- Born: November 18, 1827 New York City, US
- Died: July 24, 1892 (aged 64) New Hamburg, New York, US
- Education: University of the City of New York
- Occupation: President of S.S. Sands & Co.
- Spouses: ; Eliza Dickson Aymar ​ ​(m. 1849; died 1850)​ ; Mary Ellis Aymar ​ ​(m. 1852; died 1879)​
- Children: 11, including Charles and Benjamin
- Relatives: John Austin Stevens (uncle) Alexander Hodgdon Stevens (uncle)

= Samuel Stevens Sands =

American banker, head of S.S. Sands & Co. (1827–1892)

Samuel Stevens Sands (November 18, 1827 – July 24, 1892) was an American banker who served as the head of S.S. Sands & Co.

==Early life==
Sands was born at 112 Chambers Street in New York City on November 18, 1827. He was a son of Austin Ledyard Sands, a merchant in New York City, and Anne Maria (née Hodge) Sands. Among his siblings was brother Austin Ledyard Sands Jr.

His paternal grandparents were Richardson Sands and Lucretia (née Ledyard) Sands. After his grandfather's death, his grandmother married Ebenezer Stevens (1751–1823), a Lieutenant Colonel in the Continental Army during the American Revolution, a Major General in the New York State Militia, and a merchant. She then became the mother of banker John Austin Stevens and surgeon Alexander Hodgdon Stevens.

He was a graduate of the University of the City of New York with the Class of 1846.

==Career==
In 1854, he became a member of the New York Stock Exchange. Sands was a banker and broker in partnership with William Henry Reese. He acted as broker for a number of important financial interests, including the Astor family. For many years, Sands was the president of S.S. Sands & Co. He had several partners throughout his career, including his brother, William Richardson Sands, his brother-in-law, Edmund Brandt Aymar, William Henry Reese, and his sons Samuel Jr. and Charles.

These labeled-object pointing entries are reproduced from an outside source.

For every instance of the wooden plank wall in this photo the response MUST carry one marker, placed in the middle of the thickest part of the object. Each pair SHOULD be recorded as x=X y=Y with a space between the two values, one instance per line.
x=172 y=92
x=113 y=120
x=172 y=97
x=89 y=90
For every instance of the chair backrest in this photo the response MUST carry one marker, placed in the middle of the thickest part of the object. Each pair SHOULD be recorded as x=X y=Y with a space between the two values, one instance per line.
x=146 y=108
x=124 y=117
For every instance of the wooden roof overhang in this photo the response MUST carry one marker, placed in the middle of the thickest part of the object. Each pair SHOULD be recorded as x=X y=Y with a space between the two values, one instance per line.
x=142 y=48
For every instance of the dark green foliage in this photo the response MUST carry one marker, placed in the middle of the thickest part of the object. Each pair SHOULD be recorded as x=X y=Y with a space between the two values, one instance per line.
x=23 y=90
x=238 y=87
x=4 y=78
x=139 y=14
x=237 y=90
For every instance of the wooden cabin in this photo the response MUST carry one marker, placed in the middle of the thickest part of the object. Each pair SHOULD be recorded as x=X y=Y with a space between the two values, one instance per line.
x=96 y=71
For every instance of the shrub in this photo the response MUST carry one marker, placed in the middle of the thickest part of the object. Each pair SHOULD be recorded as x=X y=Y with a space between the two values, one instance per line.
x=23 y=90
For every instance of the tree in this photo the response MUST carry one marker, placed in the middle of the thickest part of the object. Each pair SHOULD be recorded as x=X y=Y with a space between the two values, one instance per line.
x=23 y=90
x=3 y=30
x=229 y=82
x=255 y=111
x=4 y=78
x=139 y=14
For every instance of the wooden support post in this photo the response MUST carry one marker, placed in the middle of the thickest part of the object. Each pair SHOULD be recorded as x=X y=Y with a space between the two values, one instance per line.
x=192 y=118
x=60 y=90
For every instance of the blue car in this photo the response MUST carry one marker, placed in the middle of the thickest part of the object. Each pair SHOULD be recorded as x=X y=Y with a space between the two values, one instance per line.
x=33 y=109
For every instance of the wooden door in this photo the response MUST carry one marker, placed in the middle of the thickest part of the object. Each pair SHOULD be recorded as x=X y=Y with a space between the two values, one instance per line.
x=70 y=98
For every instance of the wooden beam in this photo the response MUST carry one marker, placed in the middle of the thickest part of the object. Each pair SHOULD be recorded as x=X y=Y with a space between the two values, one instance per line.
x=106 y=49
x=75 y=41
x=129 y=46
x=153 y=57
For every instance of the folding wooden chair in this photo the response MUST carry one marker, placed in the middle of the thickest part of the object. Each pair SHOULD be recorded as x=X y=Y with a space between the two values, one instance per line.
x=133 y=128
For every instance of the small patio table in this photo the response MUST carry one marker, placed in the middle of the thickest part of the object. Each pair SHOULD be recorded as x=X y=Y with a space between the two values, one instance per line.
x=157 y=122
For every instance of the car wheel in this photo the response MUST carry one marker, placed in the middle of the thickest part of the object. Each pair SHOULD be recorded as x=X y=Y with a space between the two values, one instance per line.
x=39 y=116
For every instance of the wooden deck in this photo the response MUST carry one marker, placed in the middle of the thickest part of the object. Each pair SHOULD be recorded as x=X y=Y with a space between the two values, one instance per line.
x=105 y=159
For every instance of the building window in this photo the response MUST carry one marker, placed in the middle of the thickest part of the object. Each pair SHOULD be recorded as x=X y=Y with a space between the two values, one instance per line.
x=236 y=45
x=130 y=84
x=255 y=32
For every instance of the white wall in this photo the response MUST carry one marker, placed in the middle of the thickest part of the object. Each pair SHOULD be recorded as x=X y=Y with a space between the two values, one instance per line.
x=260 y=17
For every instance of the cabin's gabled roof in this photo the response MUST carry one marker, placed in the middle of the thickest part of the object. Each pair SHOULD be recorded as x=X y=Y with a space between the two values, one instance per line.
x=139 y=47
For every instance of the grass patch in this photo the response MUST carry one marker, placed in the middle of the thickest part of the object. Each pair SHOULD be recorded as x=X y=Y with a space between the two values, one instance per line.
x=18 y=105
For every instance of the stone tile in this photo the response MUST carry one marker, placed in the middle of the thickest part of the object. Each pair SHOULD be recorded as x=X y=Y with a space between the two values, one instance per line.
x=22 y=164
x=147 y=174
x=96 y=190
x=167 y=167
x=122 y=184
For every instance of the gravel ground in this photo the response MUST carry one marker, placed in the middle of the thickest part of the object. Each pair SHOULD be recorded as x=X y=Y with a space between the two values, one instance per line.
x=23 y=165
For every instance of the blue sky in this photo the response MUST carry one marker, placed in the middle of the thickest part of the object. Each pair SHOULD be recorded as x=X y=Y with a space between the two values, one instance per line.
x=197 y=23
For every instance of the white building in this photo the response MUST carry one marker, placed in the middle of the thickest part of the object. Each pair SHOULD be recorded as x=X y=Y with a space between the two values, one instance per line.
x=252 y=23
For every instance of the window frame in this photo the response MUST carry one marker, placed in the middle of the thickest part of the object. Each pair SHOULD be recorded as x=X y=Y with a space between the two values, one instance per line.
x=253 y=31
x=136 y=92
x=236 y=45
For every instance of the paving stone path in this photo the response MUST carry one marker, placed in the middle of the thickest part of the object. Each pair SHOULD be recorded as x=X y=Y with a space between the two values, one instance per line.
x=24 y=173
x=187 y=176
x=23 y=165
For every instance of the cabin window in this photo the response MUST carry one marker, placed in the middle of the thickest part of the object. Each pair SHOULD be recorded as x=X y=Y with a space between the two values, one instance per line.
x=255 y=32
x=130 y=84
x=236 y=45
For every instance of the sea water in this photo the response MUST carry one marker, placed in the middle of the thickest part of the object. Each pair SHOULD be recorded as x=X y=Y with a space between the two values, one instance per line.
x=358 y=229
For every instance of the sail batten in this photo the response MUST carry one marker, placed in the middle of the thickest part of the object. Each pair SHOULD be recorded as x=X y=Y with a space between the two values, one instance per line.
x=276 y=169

Towards the end of his career, he became involved in the railroad business, financing Boston and New York Air-Line Railroad, the Indianapolis, Decatur & Springfield Railway, the Milwaukee Railroad, the Lakeshore and Western Railway and the Colorado Midland Railway.

===Country home===
In 1865, Sands built "Elmhurst" at New Hamburg, New York, a small hamlet along the Hudson River in Dutchess County, New York.

==Personal life==
On June 14, 1849, Sands was married to Eliza Dickson Aymar, a daughter of Benjamin Aymar, also a merchant, and Elizabeth (née Van Buren) Aymar. After her death in 1850, he married her sister, Mary Ellis Aymar on April 15, 1852. Their elder sister was married to John D. Van Buren Jr., the New York State Engineer and Surveyor. After his marriage he lived at 80 Fifth Avenue in New York City and, later, at 385 Fifth Avenue. Together, they were the parents of:

- Benjamin Aymar Sands (1853–1917), who married Amy Kirby Akin, the daughter of William H. Akin.
- Ledyard Sands (1854–1897), who married Sarah F. Thornton and died in Sri Lanka.
- Samuel Stevens Sands Jr. (1856–1889), who married Anne Harriman (1861–1940), the daughter of banker Oliver Harriman and Laura (née Low) Harriman. He died from a fall during a hunt at Meadow Brook Golf Club in 1889. After his death, his widow remarried first to Lewis Morris Rutherfurd Jr., and after his death, William Kissam Vanderbilt in 1903.
- Eliza Louise Sands (1858–1934), who was involved in the Social Service Committee of the Volunteer Hospital and did not marry.
- Mary Emily Sands (1859–1863), who died young.
- William Henry Sands (1861–1920), who married Frances Augusta Lorillard (August 8, 1864 – January 30, 1931), daughter of Jacob Lorillard and granddaughter of Pierre Lorillard III.
- Anna Sands (1864–1932), a social leader in New York City and Newport, Rhode Island, who did not marry.
- Charles Edward Sands (1865–1945), an Olympic tennis player who married Sarah Wilson Simonton in 1920.
- Robert Cornell Sands (1867–1932), who did not marry.
- Harold Cater Sands (1869–1881), who also died young.
- Katharine Aymar Sands (1871–1951), who married Theodore Augustus Havemeyer Jr. (1868–1936), son of Theodore Havemeyer, in 1893.

He died on July 26, 1892, at his country home, "Elmhurst", near New Hamburg, New York. Sands was buried at Greenwood Cemetery, in Brooklyn.

===Descendants===
Through his son Samuel Jr., he was a grandfather of Samuel Stevens Sands III, who married Gertrude Sheldon, daughter of George R. Sheldon, in 1910, and George Winthrop Sands, who was married to Tayo Newton, daughter of Dr. B. Newton of New York, in 1905.